The novel (like several others apparently) features David Kepesh, who has not been turned into a breast, but who does dream of meeting the whore that Kafka used to visit, introduced to her by his childhood hero and muse invoked to open the novel, Herbie Bratasky, a young entertainer who works at the hotel David's parents own and maintain. David goes to school at Syracuse for undergrad, goes abroad to London and meets two girls/whores who have a threesome with him and then leave him always feeling as if adventure seeped out of his sexual life thereafter, then goes to Stanford for graduate study, and meets Helen. Helen is beautiful, but crazy, and still loves a man who once took her to Hong Kong and asked if she would be an accomplice in his wife's murder, so that they could be together without any troubles. Helen often wishes she went along with him, later, and starts doing lots of cocaine, and does annoying things that make David want to divorce her, and finally they do, and then he is alone in New York, subletting from an actor, seeing a psychiatrist named Dr. Klinger, somehow corresponding with the Schonbrunns, fellow professor and wife at Stanford, and eventually meeting Claire, somewhat more simple than Helen, but much more sane, and much better for David, and eventually everything ends rather happily.
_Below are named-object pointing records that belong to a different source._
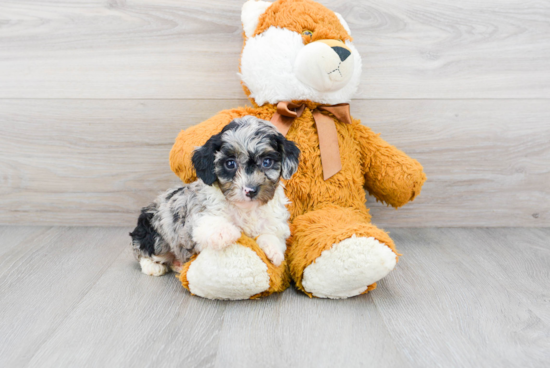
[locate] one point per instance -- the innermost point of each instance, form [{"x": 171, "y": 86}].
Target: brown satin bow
[{"x": 326, "y": 130}]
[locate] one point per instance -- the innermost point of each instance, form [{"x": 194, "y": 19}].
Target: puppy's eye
[
  {"x": 267, "y": 163},
  {"x": 231, "y": 164}
]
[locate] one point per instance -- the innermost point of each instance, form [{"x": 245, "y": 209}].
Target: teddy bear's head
[{"x": 297, "y": 50}]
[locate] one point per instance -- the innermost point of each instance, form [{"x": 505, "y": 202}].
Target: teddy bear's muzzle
[{"x": 325, "y": 65}]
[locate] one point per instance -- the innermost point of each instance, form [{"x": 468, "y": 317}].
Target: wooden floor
[{"x": 74, "y": 297}]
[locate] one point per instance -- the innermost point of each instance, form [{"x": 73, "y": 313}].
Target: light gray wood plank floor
[{"x": 458, "y": 298}]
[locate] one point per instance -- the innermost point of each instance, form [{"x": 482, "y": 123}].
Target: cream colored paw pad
[
  {"x": 348, "y": 268},
  {"x": 234, "y": 273}
]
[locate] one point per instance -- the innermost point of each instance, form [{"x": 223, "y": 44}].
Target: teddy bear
[{"x": 300, "y": 69}]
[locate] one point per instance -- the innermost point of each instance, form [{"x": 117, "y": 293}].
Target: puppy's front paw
[
  {"x": 275, "y": 256},
  {"x": 273, "y": 248},
  {"x": 223, "y": 236},
  {"x": 151, "y": 268}
]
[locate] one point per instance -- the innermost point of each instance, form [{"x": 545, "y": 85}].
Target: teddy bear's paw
[
  {"x": 152, "y": 268},
  {"x": 235, "y": 272},
  {"x": 223, "y": 236},
  {"x": 273, "y": 247},
  {"x": 348, "y": 268}
]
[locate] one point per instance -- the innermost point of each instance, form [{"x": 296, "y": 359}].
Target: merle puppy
[{"x": 238, "y": 190}]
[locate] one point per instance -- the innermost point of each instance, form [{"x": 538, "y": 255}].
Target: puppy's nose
[
  {"x": 250, "y": 192},
  {"x": 342, "y": 52}
]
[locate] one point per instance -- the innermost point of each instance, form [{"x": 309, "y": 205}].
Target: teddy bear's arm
[
  {"x": 195, "y": 136},
  {"x": 390, "y": 175}
]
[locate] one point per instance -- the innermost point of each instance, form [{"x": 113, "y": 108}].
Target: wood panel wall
[{"x": 93, "y": 93}]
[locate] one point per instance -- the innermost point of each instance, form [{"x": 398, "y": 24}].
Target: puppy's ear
[
  {"x": 203, "y": 159},
  {"x": 291, "y": 156}
]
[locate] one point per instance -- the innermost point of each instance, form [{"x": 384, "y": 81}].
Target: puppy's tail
[{"x": 145, "y": 236}]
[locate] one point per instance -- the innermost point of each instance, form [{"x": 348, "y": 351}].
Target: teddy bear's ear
[
  {"x": 251, "y": 12},
  {"x": 344, "y": 23}
]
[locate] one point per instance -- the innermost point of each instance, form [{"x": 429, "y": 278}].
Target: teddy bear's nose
[{"x": 342, "y": 52}]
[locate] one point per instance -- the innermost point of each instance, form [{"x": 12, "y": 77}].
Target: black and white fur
[{"x": 238, "y": 190}]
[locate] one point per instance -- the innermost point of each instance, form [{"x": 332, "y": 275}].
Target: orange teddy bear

There are good moments in this book. The beginning is pretty good, the middle is pretty good, but once all the action shifts to David flying to Hong Kong to find Helen and then divorce afterwards, it begins to seem more tepid. However, David's first-person-narration never really cuts himself any slack, and he constantly doubts whether or not he will be able to love Claire forever without wanting something more, and towards the end, these are the most eye-opening segments, whereas in the beginning the novel discusses nearly every sexual whim one could expect to come across in a textbook. That is the problem of the book for me. The beginning is very dirty and the ending is very nice. It goes from XXX to PG in 250 pages. It is an inconsistent tone, but I suppose, David is also growing up, is he not? And with maturity comes family, and with family comes family films, the second half of which, Professor of Desire could pass itself off as.
As previously mentioned in the Doctor Faustus post, oeuvre is an important consideration in reviews. I have only read "Goodbye, Columbus," Portnoy's Complaint, and Everyman. Where does POD rank? At the bottom of those, unfortunately! But it is still a very good book. A light read, a vaguely guilty pleasure, but meritorious nonetheless. I believe, at heart, POD is an attempt at classifying desire which cannot be realistically aligned with a long life of monogamy and temperance. For attempting to intimate the myriad complexities of the allure of crazy sex, POD earns an above-average review. Certain moments in the novel (between two and four, perhaps) approach a fragile sort of poetry which occassionally made me think it was about to kick into high gear. As previously stated though, this novel starts high and ends low, though not without its charms. Even the PG ending is rather charming. David's father is probably the most ebullient character in the novel, but it is his poverty of education that mirrors the suffocated structure of the novel, not the offbeat humor or old fashioned common sense.
Where Portnoy's Complaint may be no-holds-barred, Professor of Desire attempts a sweeter veneer, and ends sounding just a tiny bit fake (but, importantly, true to life) . "Goodbye, Columbus" is probably a more entertaining PG read and Everyman certainly contains more life lessons than Kepesh Sr. can hope to elucidate for all these crazy young people, such as the ones who turn his hotel into a ski lodge after he retires. All things considered, POD is a quality book, but little more than that. It is light, it might make you laugh, and it might be fun for you to compare the crazy things that have happened in your past relationships with Kepesh's odd experiences. And of course, any novel that has a character cry because she wants more than anything to be penetrated from behind can't be all bad.